Friday April 22, 2005
Shorts: The Arts
Sherith Israel welcomes liturgical composer
Congregation Sherith Israel in San Francisco will host a Jewish music scholar-in-residence.
Composer Andrea Jill Higgins will participate in Shabbat services 6 p.m. Friday, April 29, at Sherith Israel, 2266 California St., S.F. Also performing will be the synagogue’s volunteer and professional choirs.
The evening features Higgins’ liturgical music.
Higgins has been on the faculty of the Lyric Opera Theater at Arizona State University and is director of music for Temple Solel in Paradise Valley, Ariz. Her works of sacred Jewish music have been part of worship services across the country for years.
Musical memorial at Ner Tamid
The Second Margie Rosenthal Memorial Musicale will be held 2 p.m. Sunday, May 15, at Congregation Ner Tamid, 1250 Quintara St., S.F.
The show stars comedian Archie Barkan in “Yiddish, Yinglish and Borscht.”
It will feature the music of The Larks, Heather Klein and Jonathan Russell and The Klezmer Soul Band.
Congregation Ner Tamid and The Workmen’s Circle are the sponsors. Tickets: $15-$20. Information: (415) 661-3383 or (650) 349-6946.
Songs by j. editor, wife are part of East Bay concerts
Two original songs by Woody Weingarten, managing editor of j., and his wife, Nancy Fox, will be performed in the East Bay as part of two free weekend concerts by the 75-voice Berkeley Broadway Singers.
The chorus director, jazz pianist Ellen Hoffman, said the group will sing “Messages from Mom,” the ultimate Jewish mother’s anthem, and “Too Old to Ingenue,” from the original Weingarten-Fox musical revue, “Touching Up the Gray.”
The composers, who live in San Anselmo, collaborated on the lyrics; Fox wrote the music.
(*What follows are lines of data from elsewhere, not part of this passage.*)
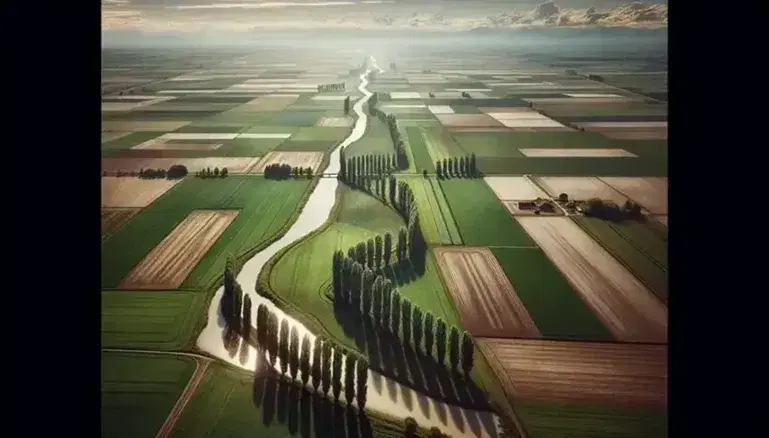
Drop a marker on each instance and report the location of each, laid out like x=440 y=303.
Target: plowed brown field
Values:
x=133 y=192
x=487 y=302
x=293 y=159
x=581 y=372
x=113 y=218
x=628 y=309
x=169 y=263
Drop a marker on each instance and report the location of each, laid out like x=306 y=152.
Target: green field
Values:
x=152 y=320
x=435 y=217
x=128 y=141
x=138 y=391
x=439 y=144
x=578 y=421
x=421 y=157
x=473 y=203
x=556 y=309
x=230 y=403
x=265 y=207
x=376 y=140
x=636 y=246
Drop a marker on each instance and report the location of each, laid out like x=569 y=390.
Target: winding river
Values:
x=384 y=394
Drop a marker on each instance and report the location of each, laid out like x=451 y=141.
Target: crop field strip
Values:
x=602 y=373
x=487 y=303
x=624 y=304
x=169 y=263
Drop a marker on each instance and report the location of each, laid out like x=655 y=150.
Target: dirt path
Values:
x=192 y=385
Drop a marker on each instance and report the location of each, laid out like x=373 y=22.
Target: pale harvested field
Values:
x=109 y=136
x=335 y=122
x=487 y=303
x=580 y=188
x=581 y=372
x=650 y=192
x=633 y=134
x=150 y=126
x=169 y=263
x=268 y=104
x=113 y=218
x=582 y=153
x=518 y=188
x=233 y=164
x=627 y=308
x=468 y=120
x=132 y=192
x=293 y=159
x=173 y=146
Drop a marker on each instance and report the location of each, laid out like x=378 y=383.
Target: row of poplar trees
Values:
x=464 y=167
x=358 y=281
x=322 y=369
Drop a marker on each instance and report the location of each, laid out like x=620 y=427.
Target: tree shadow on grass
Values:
x=305 y=413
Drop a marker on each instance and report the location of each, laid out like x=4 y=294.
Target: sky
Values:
x=237 y=16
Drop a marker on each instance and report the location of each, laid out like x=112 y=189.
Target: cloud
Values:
x=371 y=14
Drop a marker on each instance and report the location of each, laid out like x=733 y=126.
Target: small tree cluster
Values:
x=232 y=297
x=216 y=173
x=284 y=171
x=322 y=88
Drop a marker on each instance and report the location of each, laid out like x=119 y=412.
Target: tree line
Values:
x=331 y=87
x=323 y=369
x=208 y=173
x=463 y=167
x=284 y=171
x=359 y=282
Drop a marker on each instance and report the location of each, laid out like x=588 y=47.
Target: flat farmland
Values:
x=169 y=263
x=557 y=420
x=514 y=188
x=163 y=320
x=132 y=192
x=436 y=220
x=635 y=245
x=652 y=193
x=376 y=140
x=625 y=305
x=554 y=305
x=439 y=144
x=138 y=391
x=293 y=159
x=580 y=189
x=471 y=201
x=488 y=305
x=111 y=165
x=265 y=208
x=601 y=373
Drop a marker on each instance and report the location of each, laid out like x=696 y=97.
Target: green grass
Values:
x=376 y=140
x=482 y=220
x=575 y=421
x=316 y=133
x=555 y=308
x=636 y=246
x=128 y=141
x=440 y=144
x=422 y=159
x=138 y=391
x=250 y=147
x=264 y=207
x=152 y=320
x=229 y=403
x=435 y=218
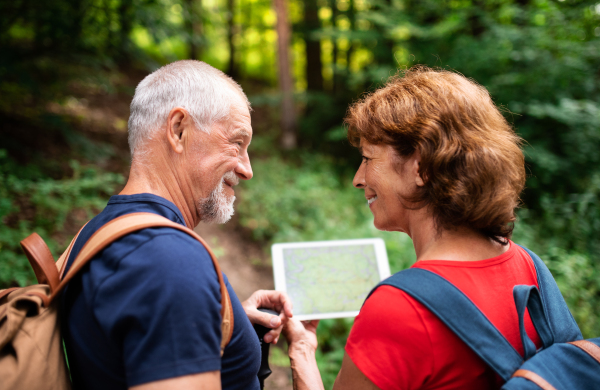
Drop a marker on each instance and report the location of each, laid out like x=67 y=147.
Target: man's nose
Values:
x=244 y=169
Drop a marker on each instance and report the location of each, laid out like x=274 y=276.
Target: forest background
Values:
x=68 y=69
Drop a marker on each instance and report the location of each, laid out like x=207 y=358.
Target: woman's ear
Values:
x=416 y=168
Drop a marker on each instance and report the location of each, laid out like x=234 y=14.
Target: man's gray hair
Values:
x=205 y=92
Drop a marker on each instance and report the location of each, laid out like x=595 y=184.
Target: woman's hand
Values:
x=302 y=338
x=301 y=334
x=269 y=299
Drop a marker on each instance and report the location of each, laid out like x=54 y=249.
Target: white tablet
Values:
x=329 y=279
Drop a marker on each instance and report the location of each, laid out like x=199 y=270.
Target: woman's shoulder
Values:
x=389 y=341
The first choral concert, titled “Unforgettable,” will be at 8 p.m. Saturday, April 30, at St. Ambrose Church, 1145 Gilman St., Berkeley; the second will be at 4 p.m. Sunday, May 1, at St. Augustine’s Church, 400 Alcatraz Ave., Oakland.
Another song from the duo’s revue, “Love and Joy,” was used by Stagebridge as the finale for an April 9 performance at a care-management convention at Jack London Square in Oakland. Stuart Kandell, who, like Hoffman, is Jewish, has indicated that the group he founded, which performs at many elderly facilities, will include more Weingarten-Fox material in future shows.